19 Wszystko, co otwarza żywot samczéj płci, moje będzie. Ze wszystkiego bydła, tak z wołów jako i z owiec, moje będzie. [8]

20 Pierworodne osłowe odkupisz owcą: a jeźli ani okupna za nie dasz, zabite będzie. Pierworodnego synów twych odkupisz: i nie ukażesz się przed oczyma memi próżny.

21 Sześć dni robić będziesz, siódmego dnia przestaniesz orać i żąć.

22 Święto tygodniów uczynisz sobie w pierwiastkach zboża żniwa twego pszenicznego, i Święto, gdy na zwróceniu rocznego czasu wszystko się chowa. [9]

23 Trzech czasów roku ukaże się wszelki mężczyzna twój przed oblicznością wszechmogącego Pana, Boga Izraelskiego. [10]

24 Bo gdy zniosę narody od oblicza twego i rozszerzę granice twoje, żaden nie będzie na zdradzie ziemi twojéj, gdy pójdziesz, i gdy się okażesz przed obliczem Pana, Boga twego, trzykroć do roku. [11]

25 Nie będziesz ofiarował przy kwasie krwie ofiary mojéj: ani zostanie rano z ofiary święta Phase. [12]

26 Pierwiastki zboża ziemie twéj ofiarujesz w domu Pana, Boga twego. Nie będziesz warzył koźlęcia w mleku matki jego.

27 I rzekł Pan do Mojżesza: Napisz sobie te słowa, któremi i z tobą i z Izraelem uczyniłem przymierze. [13]

28 Był tedy tam z Panem czterdzieści dni, i czterdzieści nocy: chleba nie jadł i wody nie pił, i napisał na tablicach słów przymierza dziesięć. [14]

29 A gdy schodził Mojżesz z góry Synai, trzymał dwie tablice świadectwa, a nie wiedział, że twarz jego rogata była z spółeczności mowy Pańskiéj. [15]

30 A widząc Aaron i synowie Izraelowi rogatą twarz Mojżeszowę, bali się przystąpić blisko do niego.

31 I zawołani od niego, wrócili się, tak Aaron, jako przełożeni zgromadzenia.

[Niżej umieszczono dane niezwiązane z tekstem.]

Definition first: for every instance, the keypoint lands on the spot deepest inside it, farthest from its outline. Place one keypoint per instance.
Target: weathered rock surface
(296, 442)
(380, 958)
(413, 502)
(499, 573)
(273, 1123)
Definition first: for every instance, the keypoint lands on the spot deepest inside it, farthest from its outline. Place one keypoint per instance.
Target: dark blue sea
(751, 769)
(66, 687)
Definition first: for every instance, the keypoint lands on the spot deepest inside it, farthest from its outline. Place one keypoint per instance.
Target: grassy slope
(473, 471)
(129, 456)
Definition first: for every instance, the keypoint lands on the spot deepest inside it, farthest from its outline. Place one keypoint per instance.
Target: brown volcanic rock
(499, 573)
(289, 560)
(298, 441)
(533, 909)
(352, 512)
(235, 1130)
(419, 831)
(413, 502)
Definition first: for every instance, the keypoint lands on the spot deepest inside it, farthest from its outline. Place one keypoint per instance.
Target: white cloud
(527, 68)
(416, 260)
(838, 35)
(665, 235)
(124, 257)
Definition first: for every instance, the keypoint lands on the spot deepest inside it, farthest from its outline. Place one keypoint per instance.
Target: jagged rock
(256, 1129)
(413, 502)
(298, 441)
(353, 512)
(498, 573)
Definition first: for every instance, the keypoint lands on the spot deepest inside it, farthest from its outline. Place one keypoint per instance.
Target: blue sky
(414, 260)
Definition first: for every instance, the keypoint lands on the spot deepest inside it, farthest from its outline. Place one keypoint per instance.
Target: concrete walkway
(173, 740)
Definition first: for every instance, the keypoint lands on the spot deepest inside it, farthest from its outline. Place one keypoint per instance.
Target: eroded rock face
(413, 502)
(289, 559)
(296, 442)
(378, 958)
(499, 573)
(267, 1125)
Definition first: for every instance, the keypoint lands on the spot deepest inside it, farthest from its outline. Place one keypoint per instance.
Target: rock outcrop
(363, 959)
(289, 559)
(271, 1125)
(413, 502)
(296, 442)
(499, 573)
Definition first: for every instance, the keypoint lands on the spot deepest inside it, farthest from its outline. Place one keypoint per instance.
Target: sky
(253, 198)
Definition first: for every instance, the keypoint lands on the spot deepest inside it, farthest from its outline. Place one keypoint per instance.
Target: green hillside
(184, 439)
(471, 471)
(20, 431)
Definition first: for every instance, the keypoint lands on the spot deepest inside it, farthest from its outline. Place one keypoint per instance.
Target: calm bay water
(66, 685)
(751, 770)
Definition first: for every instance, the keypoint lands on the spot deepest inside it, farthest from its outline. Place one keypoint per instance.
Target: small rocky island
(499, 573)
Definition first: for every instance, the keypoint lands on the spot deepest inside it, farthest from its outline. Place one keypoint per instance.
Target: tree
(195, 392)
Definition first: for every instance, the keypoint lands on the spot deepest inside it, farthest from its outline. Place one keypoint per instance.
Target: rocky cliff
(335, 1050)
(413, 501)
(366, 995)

A potem, jako odprawił rzecz do nich,

32 Przyszli téż do niego wszyscy synowie Izraelowi: którym przykazał wszystko, co słyszał od Pana na górze Synai.

33 A skończywszy mowy, włożył zasłonę na twarz swoję. [16]

34 Którą wchodząc do Pana, i mówiąc z nim, zdejmował aż wyszedł: a tedy mówił do synów Izraelowych wszystko, co mu było rozkazano.

35 Którzy widzieli twarz wychodzącego Mojżesza rogatą, ale on zasię zakrywał twarz swoję, jeźli kiedy do nich mówił.